A Short History of the CSU Expository Reading and Writing Course—John Edlund
In late 2002, as the CSU was beginning to implement the Early Assessment Program (EAP), the English Council Executive Committee met with David Spence and Allison Jones to make the case that a new 12th Grade Expository Reading and Writing Course, developed in a partnership between CSU and K-12 faculty, was an appropriate and necessary intervention for students who were not proficient on the English portion of the new EAP test. A proposal for a curriculum development task force was submitted by John Edlund, Director of the University Writing Center at Cal Poly Pomona and newly elected President of English Council, in January of 2003. Members of the task force were recruited and selected by English Council. The Task Force was chaired by John Edlund. The CSU members included three composition specialists, a reading specialist, an ESL specialist and an English Education specialist. High school members included two high school English teachers, a curriculum specialist, and a high school principal. The first meeting was on August 20, 2003.
The original plan was to collect the best practices from developmental courses throughout the CSU and package them for use by high school teachers. However, the high school members immediately argued that this would not work because every assignment had to be closely aligned with the California English Language Arts Standards, and because the real problem was critical reading, not writing. An assignment template that moved from pre-reading strategies to proofreading and everything in between, with a sidebar that listed the relevant language arts standards, was developed in the first year, along with six model assignments. In October 2004, a series of “Training of Trainers” conferences were held, one in Sacramento, one in Bakersfield, and one at Cal Poly Pomona (We have since learned that in K-12, they prefer the term “professional development” to “training.”) These conferences were designed to train two-person teams consisting of one CSU person and one K-12 person to train teachers to use the template and the assignments. CSU personnel, including Dave Spence, Allison Jones, and task force chair John Edlund, met with Sue Stickle and Glen Thomas at the California Department of Education (CDE) to convince them to support the EAP effort, and to coordinate the ERWC training out of County Offices of Education.
In the second year, as the ERWC materials were being piloted and a pilot evaluation study was undertaken involving 10 high school campuses, the task force continued to develop new assignments to produce a full two-semester course. It became apparent that for the course to be successful, it needed to count as senior English, which meant that it had to be approved by the University of California Office of the President as meeting the “B” requirement. UC required the course to include full-length works, so two new assignments were created and approval was finally granted. The pilot study showed that working with a minimum of two ERWC assignments was associated with statistically significant improvement in test scores. Leadership conferences were held in the north and south to certify new trainers, and the professional development workshops continued.
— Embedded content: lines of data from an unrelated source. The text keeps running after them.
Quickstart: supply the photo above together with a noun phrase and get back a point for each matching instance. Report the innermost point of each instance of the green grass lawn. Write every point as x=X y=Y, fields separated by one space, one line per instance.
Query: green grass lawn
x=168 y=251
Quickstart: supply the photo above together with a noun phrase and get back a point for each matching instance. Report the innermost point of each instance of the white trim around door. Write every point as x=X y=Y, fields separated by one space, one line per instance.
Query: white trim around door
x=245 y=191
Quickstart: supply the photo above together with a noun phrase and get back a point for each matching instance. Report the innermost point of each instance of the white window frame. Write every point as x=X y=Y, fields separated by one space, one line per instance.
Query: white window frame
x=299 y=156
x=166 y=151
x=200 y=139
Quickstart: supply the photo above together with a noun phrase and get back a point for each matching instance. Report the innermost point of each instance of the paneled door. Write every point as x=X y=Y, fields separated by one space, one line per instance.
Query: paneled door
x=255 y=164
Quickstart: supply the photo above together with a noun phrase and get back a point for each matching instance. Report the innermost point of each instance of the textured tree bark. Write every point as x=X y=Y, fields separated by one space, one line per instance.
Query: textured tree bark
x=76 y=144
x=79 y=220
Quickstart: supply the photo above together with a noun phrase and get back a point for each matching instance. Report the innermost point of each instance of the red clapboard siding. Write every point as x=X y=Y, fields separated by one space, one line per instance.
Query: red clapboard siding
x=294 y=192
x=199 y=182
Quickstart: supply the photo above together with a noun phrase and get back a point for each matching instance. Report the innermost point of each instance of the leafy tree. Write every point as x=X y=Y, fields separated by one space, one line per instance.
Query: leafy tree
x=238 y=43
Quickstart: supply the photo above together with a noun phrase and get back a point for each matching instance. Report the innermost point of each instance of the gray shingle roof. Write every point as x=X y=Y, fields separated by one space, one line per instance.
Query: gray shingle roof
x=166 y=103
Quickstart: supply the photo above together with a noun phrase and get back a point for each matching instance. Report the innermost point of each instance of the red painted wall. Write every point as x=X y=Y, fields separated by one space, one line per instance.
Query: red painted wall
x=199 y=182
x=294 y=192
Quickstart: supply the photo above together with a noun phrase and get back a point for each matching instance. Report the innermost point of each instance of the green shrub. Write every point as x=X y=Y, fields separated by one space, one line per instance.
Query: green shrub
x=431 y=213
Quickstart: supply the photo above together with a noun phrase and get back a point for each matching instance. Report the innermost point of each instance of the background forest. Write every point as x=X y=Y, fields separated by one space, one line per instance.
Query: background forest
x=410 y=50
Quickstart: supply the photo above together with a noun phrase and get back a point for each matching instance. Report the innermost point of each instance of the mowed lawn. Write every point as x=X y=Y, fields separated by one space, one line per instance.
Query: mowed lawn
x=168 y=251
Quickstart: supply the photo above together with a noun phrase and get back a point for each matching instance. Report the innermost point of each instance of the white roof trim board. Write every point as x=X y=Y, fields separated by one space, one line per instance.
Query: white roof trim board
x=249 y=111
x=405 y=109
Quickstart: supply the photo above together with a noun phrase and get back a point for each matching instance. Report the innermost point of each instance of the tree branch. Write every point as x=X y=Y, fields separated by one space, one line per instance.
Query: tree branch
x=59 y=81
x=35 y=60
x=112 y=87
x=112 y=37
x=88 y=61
In the third year, which is just finishing up, the assignments were all revised according to feedback from teachers. New vocabulary development strategies were added. The new assignments and materials have been sent to CDE Press for editing and publication. A new external evaluation, at a much larger scale, is in process. Approximately 2,200 teachers, in 547 schools, have been trained. A CSU “Expository Reading and Writing Online Community” has been created, which allows teachers from all over the state to share ideas and help each other.
By any measure, the EAP and the ERWC have been very successful. The root of that success has been the unprecedented cooperation between CSU and CDE, UC, County Offices of Education, and among faculty, staff and administrators in all of these various institutions.